Is it any coincidence that the two biggest restaurant companies in the world are both in the process of strategic evaluations? No.
McDonald’s Corp. last week acknowledged that it is nearing a decision on what, if anything, to do about its real estate. Not long thereafter, Yum Brands said it was nearing a decision on its organizational structure, and placed the activist investor Keith Meister on its board.
Activist investors, and plenty of non-activist investors, are no fans of complexity. The more complex an organization, the more investors want them to simplify.
Both McDonald’s and Yum are big companies with complex structures, albeit in different ways. To investors, these complex structures hide valuable assets that could be spun off.
McDonald’s is the world’s largest restaurant chain. It also operates a complicated franchise business in which it controls the real estate on which its franchisees operate. It owns or leases the buildings, land or some combination thereof, and then leases that to its franchisees. Very few companies have a similar structure.
Investors have wanted McDonald’s to spin off this operation for years. The argument: McDonald’s stock trades like a restaurant. But its real value is in real estate. By spinning off that real estate, investors would receive value for both the restaurant and that real estate.
Yum Brands is also complicated. It operates three separate concepts, KFC, Pizza Hut and Taco Bell. It is franchised in most of the world. But in China, those restaurants are mostly company owned. And the brands in China are organized under a single company division.
The company gets most of its sales and profits from those Chinese restaurants. And so Yum’s stock trades based almost entirely on what happens in that country — which, in the past couple of years, has operated like a really fast and very bumpy roller coaster.
So investors want Yum to reorganize and simplify those operations. Activists, including Meister, have said they want the China business spun off and be a master franchisee of Yum and its three brands. That way, investors would get the benefit of the mostly franchised business (Yum) and the store operations in a fast-growing Chinese economy (Yum China).
Both situations are different. It likely would be much easier for Yum to spin off China than it would for McDonald’s to spin off its real estate — which would require the company to almost completely overhaul its culture in the process.
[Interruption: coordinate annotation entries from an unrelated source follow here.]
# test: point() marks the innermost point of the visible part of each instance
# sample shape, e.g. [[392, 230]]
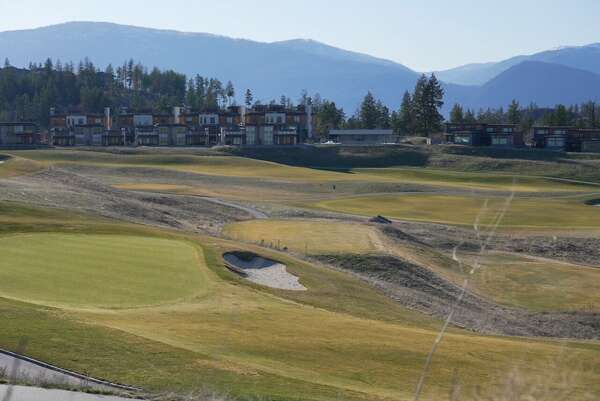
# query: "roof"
[[12, 124], [361, 132]]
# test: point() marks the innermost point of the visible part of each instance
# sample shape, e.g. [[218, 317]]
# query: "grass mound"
[[97, 270], [463, 210], [306, 236]]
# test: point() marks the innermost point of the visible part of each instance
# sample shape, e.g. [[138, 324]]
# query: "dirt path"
[[257, 214], [421, 289]]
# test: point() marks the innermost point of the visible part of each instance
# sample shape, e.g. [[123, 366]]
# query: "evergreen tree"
[[249, 98], [229, 92], [470, 117], [514, 113], [457, 114], [434, 100], [406, 115], [369, 112]]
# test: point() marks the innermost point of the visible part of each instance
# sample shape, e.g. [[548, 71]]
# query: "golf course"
[[113, 266]]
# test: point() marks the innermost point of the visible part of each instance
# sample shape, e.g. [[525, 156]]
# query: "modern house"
[[364, 136], [569, 139], [234, 126], [19, 134], [482, 134]]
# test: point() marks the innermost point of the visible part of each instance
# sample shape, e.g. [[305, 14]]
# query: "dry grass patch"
[[307, 236]]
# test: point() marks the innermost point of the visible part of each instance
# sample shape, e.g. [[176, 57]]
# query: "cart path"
[[21, 393], [21, 368]]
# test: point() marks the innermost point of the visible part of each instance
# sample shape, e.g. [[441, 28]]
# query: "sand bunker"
[[262, 271]]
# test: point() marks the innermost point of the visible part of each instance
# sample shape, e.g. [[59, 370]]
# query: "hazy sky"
[[424, 35]]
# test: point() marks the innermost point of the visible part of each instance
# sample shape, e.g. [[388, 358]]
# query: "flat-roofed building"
[[19, 134], [363, 136], [483, 134]]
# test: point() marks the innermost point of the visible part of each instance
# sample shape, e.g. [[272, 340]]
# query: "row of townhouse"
[[15, 134], [235, 126], [569, 139]]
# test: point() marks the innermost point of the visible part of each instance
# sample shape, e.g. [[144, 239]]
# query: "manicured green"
[[98, 270]]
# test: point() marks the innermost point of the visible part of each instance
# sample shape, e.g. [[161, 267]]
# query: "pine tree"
[[249, 98], [229, 92], [419, 104], [457, 114], [434, 100], [470, 117], [406, 117], [514, 113], [369, 113]]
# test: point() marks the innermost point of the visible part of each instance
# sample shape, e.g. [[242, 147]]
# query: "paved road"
[[20, 393], [31, 371]]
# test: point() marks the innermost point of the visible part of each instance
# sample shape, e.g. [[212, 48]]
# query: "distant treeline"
[[585, 115], [28, 95]]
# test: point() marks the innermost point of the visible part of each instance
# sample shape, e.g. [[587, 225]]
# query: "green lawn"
[[463, 210], [89, 271]]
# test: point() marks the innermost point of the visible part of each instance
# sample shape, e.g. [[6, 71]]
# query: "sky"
[[423, 35]]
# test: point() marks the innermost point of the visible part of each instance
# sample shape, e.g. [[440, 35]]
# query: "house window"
[[555, 142], [500, 140]]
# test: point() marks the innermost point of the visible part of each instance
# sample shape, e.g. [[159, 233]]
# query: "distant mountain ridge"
[[289, 67], [580, 57]]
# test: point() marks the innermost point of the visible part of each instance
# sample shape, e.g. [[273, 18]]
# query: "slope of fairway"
[[304, 236], [15, 166], [463, 210], [537, 284], [88, 271], [228, 166], [479, 181]]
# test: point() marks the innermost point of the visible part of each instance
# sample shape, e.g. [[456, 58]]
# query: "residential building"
[[482, 134], [19, 134], [363, 136], [569, 139]]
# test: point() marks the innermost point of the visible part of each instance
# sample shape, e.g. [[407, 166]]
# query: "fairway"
[[464, 210], [537, 284], [303, 236], [87, 271], [478, 181]]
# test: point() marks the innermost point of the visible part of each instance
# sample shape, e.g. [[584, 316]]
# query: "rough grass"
[[306, 236], [92, 271], [479, 181], [560, 213], [537, 284], [16, 166]]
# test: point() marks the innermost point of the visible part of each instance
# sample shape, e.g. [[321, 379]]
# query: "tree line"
[[585, 115], [28, 95]]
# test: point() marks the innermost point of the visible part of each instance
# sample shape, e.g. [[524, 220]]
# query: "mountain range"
[[567, 75]]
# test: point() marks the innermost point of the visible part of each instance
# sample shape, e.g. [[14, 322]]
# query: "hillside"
[[541, 83], [290, 66], [581, 57]]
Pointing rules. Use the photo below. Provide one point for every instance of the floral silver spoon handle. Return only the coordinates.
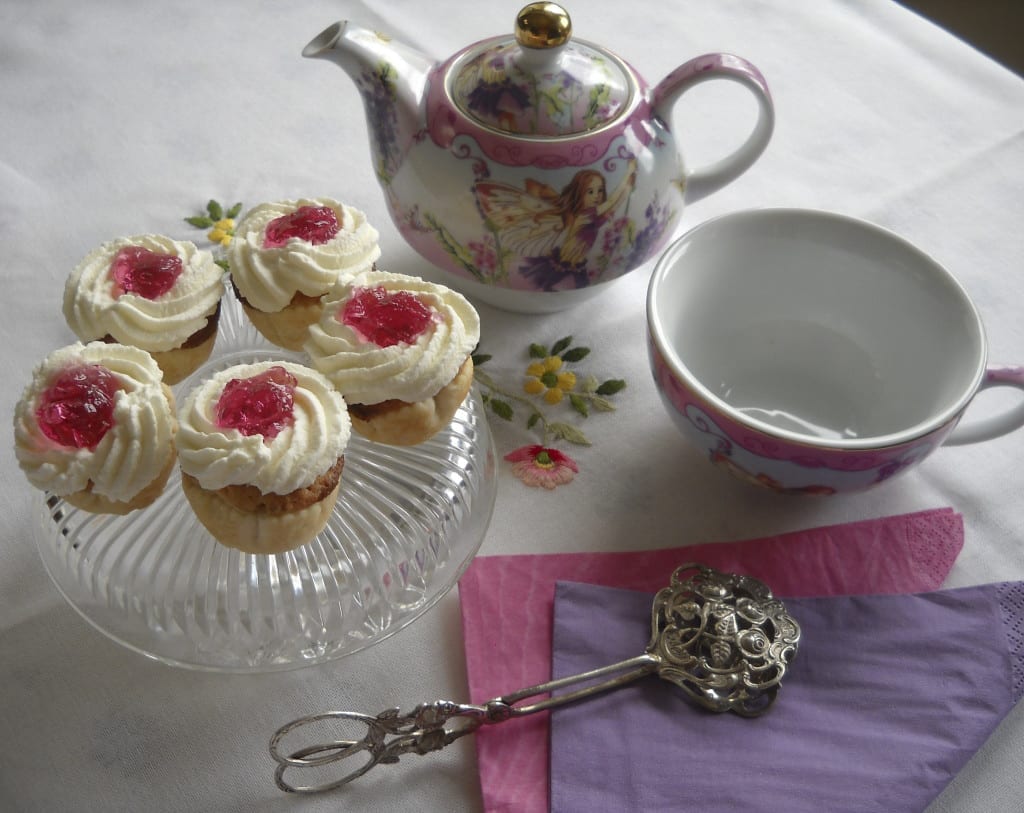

None of this is to say that spinoffs in either case would be a good idea. Critics have long charged that activist and other investors are too focused on short-term gains at the cost of long-term benefits. Some analysts in the Yum case in particular argue that spinning off China now would be a bad idea because the operations are struggling and would have a low value. And I predicted some time ago that McDonald’s wouldn’t ever spin off its real estate.
Yet they both represent the current reality facing publicly traded restaurant chains, even giant ones. Companies that start to show weakness leave themselves vulnerable to investors who want them to simplify their operations.
There are real downsides to companies and their board members that ignore such requests: Darden Restaurants last year ignored demands that the company spin off real estate and/or split into two or more organizations. It opted instead to sell Red Lobster. Investors subsequently replaced every board member.